オリオラ・サンデー(ナイジェリア)
徳島ヴォルティス(2022-2024)、ヴァンラーレ八戸(2023-2024)、RB大宮アルディージャ(2024-)
2019年に京都府の福知山成美高校への留学生として、ナイジェリアから来日したFWオリオラ・サンデー。来日6年目にして日本語に関しては通訳要らずのレベルにあり、『ラブ!!Jリーグ』(テレビ朝日系)では日本の歌謡曲好きであることを明かし、一青窈の『ハナミズキ』や、松任谷由実の『春よ、来い』を披露した。

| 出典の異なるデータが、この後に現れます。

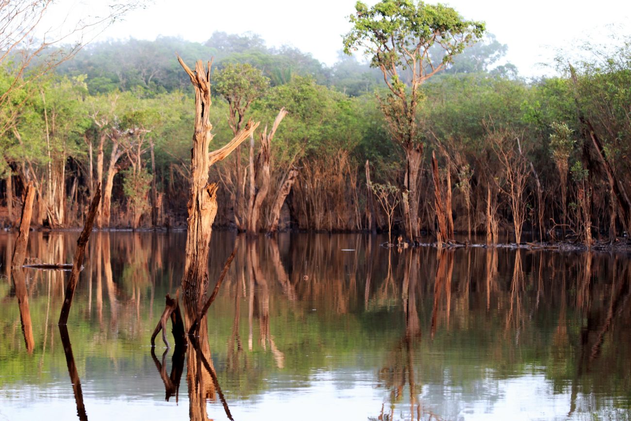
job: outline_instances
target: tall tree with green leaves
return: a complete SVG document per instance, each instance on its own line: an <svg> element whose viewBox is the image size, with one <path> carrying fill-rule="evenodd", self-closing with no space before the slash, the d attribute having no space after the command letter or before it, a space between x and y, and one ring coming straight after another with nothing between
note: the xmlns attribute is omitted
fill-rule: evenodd
<svg viewBox="0 0 631 421"><path fill-rule="evenodd" d="M382 0L372 8L358 1L355 11L344 50L363 50L371 66L381 70L390 91L379 102L392 140L405 153L403 188L409 194L403 212L407 235L415 239L420 235L418 184L425 141L418 113L421 86L481 39L485 24L465 20L443 4L413 0Z"/></svg>
<svg viewBox="0 0 631 421"><path fill-rule="evenodd" d="M269 86L269 80L262 72L250 64L229 63L215 75L215 89L228 102L228 122L232 133L241 130L253 101L259 98ZM245 230L245 179L241 165L240 147L235 151L235 178L233 194L237 204L234 209L235 223L239 230Z"/></svg>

U-15ナイジェリア代表の経歴があるものの、全国高校サッカー出場はならなかったサンデー。卒業後はJ2徳島ヴォルティス入りを果たすが、13試合無得点に終わる。2023シーズン途中に期限付き移籍したJ3ヴァンラーレ八戸では通算37試合5得点を記録。2024シーズン途中、J3大宮アルディージャに移籍すると、15試合5得点で、J2復帰に大いに貢献した。

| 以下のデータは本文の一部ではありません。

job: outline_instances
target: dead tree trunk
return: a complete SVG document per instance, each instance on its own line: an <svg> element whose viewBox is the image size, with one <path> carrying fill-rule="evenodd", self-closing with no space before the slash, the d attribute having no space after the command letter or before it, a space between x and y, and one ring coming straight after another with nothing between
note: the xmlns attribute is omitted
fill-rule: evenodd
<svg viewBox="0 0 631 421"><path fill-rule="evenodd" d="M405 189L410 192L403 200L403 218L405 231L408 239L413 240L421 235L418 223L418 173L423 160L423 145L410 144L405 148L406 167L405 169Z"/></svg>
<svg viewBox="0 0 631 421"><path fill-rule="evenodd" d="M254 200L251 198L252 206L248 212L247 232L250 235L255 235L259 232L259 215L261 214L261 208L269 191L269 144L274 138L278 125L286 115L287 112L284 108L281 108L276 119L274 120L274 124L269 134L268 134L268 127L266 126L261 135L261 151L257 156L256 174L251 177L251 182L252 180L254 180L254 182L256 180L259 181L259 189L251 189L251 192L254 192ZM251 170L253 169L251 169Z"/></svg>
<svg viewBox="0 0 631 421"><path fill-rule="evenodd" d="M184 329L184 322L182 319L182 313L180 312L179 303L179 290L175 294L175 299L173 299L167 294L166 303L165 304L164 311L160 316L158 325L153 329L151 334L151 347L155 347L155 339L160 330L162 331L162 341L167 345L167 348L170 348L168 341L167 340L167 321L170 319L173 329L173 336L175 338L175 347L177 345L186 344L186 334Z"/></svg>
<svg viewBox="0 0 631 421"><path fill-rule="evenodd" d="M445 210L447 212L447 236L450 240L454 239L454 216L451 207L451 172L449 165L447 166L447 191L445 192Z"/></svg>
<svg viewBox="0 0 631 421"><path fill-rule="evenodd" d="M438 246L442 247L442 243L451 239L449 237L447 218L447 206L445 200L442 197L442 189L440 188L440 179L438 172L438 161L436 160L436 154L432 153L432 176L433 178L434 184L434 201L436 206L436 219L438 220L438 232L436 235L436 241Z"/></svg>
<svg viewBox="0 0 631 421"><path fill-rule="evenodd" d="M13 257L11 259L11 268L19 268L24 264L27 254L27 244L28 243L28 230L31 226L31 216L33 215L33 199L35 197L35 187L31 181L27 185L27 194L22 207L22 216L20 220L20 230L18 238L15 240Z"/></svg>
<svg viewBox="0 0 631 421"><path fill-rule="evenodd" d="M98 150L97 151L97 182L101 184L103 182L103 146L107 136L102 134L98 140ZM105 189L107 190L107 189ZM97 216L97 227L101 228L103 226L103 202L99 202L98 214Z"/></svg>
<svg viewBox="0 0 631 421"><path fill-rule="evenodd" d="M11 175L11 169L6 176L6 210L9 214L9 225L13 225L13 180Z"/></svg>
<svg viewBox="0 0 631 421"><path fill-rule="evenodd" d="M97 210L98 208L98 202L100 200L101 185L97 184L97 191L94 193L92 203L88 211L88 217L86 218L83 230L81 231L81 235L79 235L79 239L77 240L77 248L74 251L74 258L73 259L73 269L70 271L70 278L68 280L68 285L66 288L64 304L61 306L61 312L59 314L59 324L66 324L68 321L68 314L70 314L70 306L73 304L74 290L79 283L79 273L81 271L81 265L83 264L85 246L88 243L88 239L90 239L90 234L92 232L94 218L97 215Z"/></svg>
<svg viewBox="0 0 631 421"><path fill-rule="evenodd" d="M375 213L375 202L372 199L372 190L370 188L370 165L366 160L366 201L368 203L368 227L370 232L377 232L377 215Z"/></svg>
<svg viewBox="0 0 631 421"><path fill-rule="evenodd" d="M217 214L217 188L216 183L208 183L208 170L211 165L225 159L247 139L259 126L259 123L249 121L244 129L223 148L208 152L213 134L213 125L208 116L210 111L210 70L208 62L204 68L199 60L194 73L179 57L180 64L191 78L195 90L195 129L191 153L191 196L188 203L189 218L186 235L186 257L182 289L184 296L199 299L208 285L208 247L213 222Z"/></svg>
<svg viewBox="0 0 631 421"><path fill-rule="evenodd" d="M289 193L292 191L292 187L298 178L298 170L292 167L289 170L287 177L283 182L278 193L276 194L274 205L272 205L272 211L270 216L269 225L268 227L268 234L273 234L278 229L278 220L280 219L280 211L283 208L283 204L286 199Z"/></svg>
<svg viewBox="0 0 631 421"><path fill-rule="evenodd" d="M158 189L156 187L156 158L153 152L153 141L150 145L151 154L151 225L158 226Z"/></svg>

大宮ではジョーカー起用が多いサンデーだが、今2025シーズン、4月20日のJ2第10節FC今治戦(アシックス里山スタジアム/0-0)では、今季2度目の先発出場を果たした。稀に見る大混戦の中、大宮は昇格圏の2位(第10節終了時点)につけているとあって、2年連続昇格と念願のJ1復帰を果たすために、彼の力は必須だ。

アマドゥ・バカヨコ(シエラレオネ)
北海道コンサドーレ札幌(2024-)
2024シーズンのJ1で19位となり、今2025シーズン9季ぶりのJ2を戦っている北海道コンサドーレ札幌。岩政大樹新監督を迎えながらも17位(第10節終了時点)と苦戦を強いられているが、4月20日のJ2第10節、藤枝MYFC戦(大和ハウスプレミストドーム/2-1)では、FWアマドゥ・バカヨコが貴重な決勝点を決める活躍を見せた。

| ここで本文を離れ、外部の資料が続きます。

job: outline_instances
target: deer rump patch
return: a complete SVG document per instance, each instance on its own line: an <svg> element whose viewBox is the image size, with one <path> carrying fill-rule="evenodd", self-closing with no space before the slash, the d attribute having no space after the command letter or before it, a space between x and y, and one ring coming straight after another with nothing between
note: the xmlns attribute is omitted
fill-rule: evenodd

出生地と国籍こそシエラレオネで、代表メンバーにも招集されている(15試合4得点)が、そのキャリアのほとんどをイングランドの3部から6部に所属するクラブを転々とするサッカー人生だったバカヨコ。1部リーグを経験したのは、スコティッシュ・プレミアリーグのダンディー(2023-2024)が初めてで、札幌に移籍してきた昨2024シーズンは6試合1得点、通算93分の出場時間しか与えられず、本領発揮とはいかなかった。
札幌のJ2降格と監督交代が彼にとってはチャンスとなり、第4節から7試合連続スタメン出場を続けている。今季まだ2得点だが、シュート決定率14.2という高い数字を誇るだけに、29歳と脂の乗り切った年齢と193㎝90㎏の恵まれたフィジカルを生かした彼の得点が、今後の札幌を浮上に導けるかカギを握っているといえるだろう。
Jリーグは1993年の創設以来、ブラジルや韓国、欧州からの外国籍選手が中心で、アフリカ人選手の数は、欧州5大リーグと比べると圧倒的に少なく、今もその傾向は続いている。これは、Jリーグの予算やスカウティングネットワークの限界、アフリカ人選手の欧州志向が強いことも要因の1つだ。
オルンガのMVP受賞以降、Jクラブはアフリカ人選手のポテンシャルに注目しつつも、実際に契約に至るケースは少ない。かつてオルンガ自身も「もっとアフリカ人選手がJリーグに来てほしい」と語ったように、将来的にはアフリカ人選手のJリーグ参戦の可能性は大いに残されている。
アフリカ人選手のスカウティングには、言語や文化の壁、ビザの問題、さらには欧州クラブとの競争も障壁となっている。また、Jリーグの外国人枠も、クラブがアフリカ人選手を獲得することを躊躇する要因となっている。
今後、Jリーグがアフリカ市場へのスカウティングを強化すれば、オルンガのような成功例が増える可能性があるが、そこまでのリスクを取るクラブが現れるかは不透明だ。しかし、ファンの立場からすれば“未知の逸材”が大爆発し、リーグを席巻する姿を期待しているのも、また事実なのだ。